Wednesday

13) Gail Monday

This Monday Gail was not as quiet as the one before. She did not cry, at first. She asked about my day, and I told her what I shelved and that someone had stepped on my tail in juvenile fiction, but that was a child and did not really hurt. Gail smiled. Of course I did not mention May, how I stared at her through the cart I sorted in the workroom as she sat at the drive-up window. I thought I was relieved that May did not appear to have read my blog, but I am not. I do not know what I feel, instead.
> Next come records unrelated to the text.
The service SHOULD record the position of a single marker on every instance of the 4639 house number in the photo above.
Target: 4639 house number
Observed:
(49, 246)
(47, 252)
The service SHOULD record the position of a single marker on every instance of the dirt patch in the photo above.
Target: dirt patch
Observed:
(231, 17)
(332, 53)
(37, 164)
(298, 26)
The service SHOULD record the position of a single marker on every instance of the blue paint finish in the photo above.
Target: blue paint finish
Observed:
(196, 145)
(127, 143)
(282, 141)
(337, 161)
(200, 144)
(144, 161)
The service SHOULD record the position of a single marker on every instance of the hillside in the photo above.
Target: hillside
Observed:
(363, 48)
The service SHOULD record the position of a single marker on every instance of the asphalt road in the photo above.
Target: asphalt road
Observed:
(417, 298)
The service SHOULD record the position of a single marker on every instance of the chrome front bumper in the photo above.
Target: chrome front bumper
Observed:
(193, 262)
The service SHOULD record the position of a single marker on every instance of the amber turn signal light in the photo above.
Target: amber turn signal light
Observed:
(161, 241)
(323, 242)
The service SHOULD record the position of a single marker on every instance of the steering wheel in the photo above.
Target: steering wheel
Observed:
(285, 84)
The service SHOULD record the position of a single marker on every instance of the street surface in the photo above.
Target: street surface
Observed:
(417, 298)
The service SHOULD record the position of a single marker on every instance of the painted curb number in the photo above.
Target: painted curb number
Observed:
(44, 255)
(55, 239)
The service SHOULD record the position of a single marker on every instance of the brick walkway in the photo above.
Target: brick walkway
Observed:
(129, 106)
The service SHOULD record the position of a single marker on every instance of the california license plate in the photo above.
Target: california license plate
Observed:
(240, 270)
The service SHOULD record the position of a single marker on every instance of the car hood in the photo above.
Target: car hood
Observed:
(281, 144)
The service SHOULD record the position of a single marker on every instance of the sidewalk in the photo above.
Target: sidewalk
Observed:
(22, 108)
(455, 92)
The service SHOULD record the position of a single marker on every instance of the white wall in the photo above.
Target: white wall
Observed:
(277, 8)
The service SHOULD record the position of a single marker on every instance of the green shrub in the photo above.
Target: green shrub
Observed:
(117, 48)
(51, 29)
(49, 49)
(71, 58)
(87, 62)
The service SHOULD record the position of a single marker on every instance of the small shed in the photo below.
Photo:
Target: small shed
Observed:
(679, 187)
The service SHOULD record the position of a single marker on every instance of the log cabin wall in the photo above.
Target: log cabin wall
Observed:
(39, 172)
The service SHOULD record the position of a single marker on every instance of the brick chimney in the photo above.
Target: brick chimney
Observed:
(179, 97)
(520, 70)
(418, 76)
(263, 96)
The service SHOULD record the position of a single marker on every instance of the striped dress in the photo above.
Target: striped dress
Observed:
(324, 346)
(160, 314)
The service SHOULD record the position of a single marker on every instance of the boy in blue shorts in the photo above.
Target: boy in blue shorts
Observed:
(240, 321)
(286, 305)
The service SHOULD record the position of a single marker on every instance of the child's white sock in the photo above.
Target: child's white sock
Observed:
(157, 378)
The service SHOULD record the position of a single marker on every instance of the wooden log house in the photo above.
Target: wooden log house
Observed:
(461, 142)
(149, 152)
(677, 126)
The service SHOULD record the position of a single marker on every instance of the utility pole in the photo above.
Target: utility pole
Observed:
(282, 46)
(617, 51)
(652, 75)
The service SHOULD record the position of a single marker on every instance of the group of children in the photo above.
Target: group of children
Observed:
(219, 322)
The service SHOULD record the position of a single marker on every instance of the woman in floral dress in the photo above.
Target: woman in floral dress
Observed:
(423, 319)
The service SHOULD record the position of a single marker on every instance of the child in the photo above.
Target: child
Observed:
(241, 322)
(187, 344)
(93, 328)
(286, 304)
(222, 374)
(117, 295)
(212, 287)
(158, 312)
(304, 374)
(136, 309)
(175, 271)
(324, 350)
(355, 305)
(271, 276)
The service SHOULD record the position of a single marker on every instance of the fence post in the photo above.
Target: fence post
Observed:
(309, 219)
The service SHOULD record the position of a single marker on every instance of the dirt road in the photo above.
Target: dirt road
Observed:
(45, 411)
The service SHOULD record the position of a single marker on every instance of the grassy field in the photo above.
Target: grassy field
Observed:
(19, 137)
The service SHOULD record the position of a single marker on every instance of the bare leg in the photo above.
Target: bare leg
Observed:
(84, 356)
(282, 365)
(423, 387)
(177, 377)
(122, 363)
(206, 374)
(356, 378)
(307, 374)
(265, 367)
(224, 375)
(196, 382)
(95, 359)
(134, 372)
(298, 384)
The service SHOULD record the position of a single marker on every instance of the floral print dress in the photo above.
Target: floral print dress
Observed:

I do not even know what I see when I stare at her. I could look at her in pieces--the smooth, glossy skin and the hair of a color I can not determine and have never seen on someone else; the tapering fingers that seem too long for her small hands--but though they are all beautiful they are not the beautiful that she is. I want her to notice me.

Gail helped me bring in the groceries and place them in the refrigerator, then I asked her, "Why did you cry last week?" I had to know if I had done something wrong. I wasn't sure she heard me, because she was silent and did not look at me. Even when she finally spoke she did not look at me, but glanced around my spare room.

"I was hurt."

"Did I hurt you?"

"Yes. No. I hurt myself. I expected too much." Her voice teetered. Still she did not look at me. As I craned up at her standing there so rigid, I saw a tear fall and followed it to the carpet.

"I did hurt you."

"Stop it!" Her hands flew to her face and she sobbed into them.

"What did you expect? What was too much?"

She sniffed hard. "It's my fault!" She let her hands fall and hesitated before wiping them on her pants legs. She took off her glasses and knuckled each eye. Dropping suddenly to her knees, she finally met my eye, and I couldn't help but see deeply into her left one, olive green bursting rusty brown from the center. "Dammit, Book Monkey! I'm in love with you!" But then she smiled, not to my face but to herself, or to my arm, which she stroked lightly, once. I felt something deeper than her touch.